When the signal phases out, it needs to be regenerated through ‘boosters’, which are expensive to build and maintain.
It will also greatly contribute to ‘down time’ of the infrastructure, meaning the system will shut down.

Cores
Another concern raised is the number of cores of fibre that has been installed.
The cable being laid is only a 24 core fibre whereas experts recommend 96 cores as a minimum to ensure that future growth in data and video usage is not interrupted.

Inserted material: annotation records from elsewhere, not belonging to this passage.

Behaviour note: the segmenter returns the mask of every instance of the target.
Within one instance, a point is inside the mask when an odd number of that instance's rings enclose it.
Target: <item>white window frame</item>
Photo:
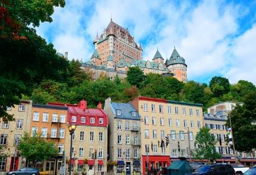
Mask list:
[[[90,123],[95,123],[95,118],[94,117],[91,117],[90,118]]]
[[[104,122],[104,120],[103,118],[99,118],[99,125],[103,125]]]
[[[81,123],[85,123],[86,118],[85,117],[81,117]]]
[[[39,121],[39,112],[34,112],[33,121],[36,121],[36,122]]]
[[[43,112],[43,122],[48,122],[49,121],[49,113]]]
[[[74,116],[74,115],[72,116],[71,122],[76,122],[76,116]]]

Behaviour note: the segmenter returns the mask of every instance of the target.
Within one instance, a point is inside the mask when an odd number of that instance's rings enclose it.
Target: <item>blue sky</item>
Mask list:
[[[93,39],[110,17],[128,28],[152,60],[158,48],[169,58],[175,46],[188,65],[188,78],[208,83],[214,76],[256,84],[256,0],[66,0],[53,22],[37,33],[69,59],[89,60]]]

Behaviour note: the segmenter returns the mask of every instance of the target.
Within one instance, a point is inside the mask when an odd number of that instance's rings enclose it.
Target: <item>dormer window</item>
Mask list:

The number of cores determines the number of separate channels. Security sensitive information, for example, is preferably transmitted through a separate channel.
“The advantage of more cores is that they can be distributed over a much wider area,” an international ICT expert told The New Vision.
“In some instances, the cores not used by the Government could be leased to third party providers, making it a profitable business.”
Uganda will need this additional income to pay off the Chinese loan.

Price
Apart from the type of cable, experts have also raised questions about the price.
Rwanda spent $38m to cover a distance of 2,300km to connect 35 sites.
Uganda, on the other hand, will spend $61.6m to cover 2,100km.

That means that Uganda will spend about $30,000 per kilometre on the project, whereas Rwanda will spend $16,000 per kilometre.
This is despite the fact that Rwanda is using the G655 type, the one recommended by experts, which is slightly more expensive.

MPs and officials of the National Information Technology Authority (NITA) are particularly worried that the Chinese company is continuing the works without any supervision.

The Auditor General in his December report already criticised the lack of proper supervision during the first phase.

He noted that the Project Implementation Unit was only set up six months after the works had started.
“By this time, substantial amount of work on the contract had been undertaken,” the report says.

“Capacity was still lacking in terms of numbers and expertise, with the unit manned by only six technical staff, out of which only four were field-based.”
NITA and the ICT committee have demanded the immediate suspension of the works pending an entire review of the project based on a proper needs assessment study.

“A full technical audit is urgently required to save whatever is left of the $106m, and immediate steps need to be taken to rectify the situation,” said a source.

“Otherwise potentially fatal technical problems are facing both the National Backbone Infrastructure and e-Government.”

Missing the ICT train, NITA says, will be catastrophic for the future of Uganda.
“Wasting $106m is bad enough. But the loss of the money is nothing compared to the long-term consequences of missing the ICT revolution.”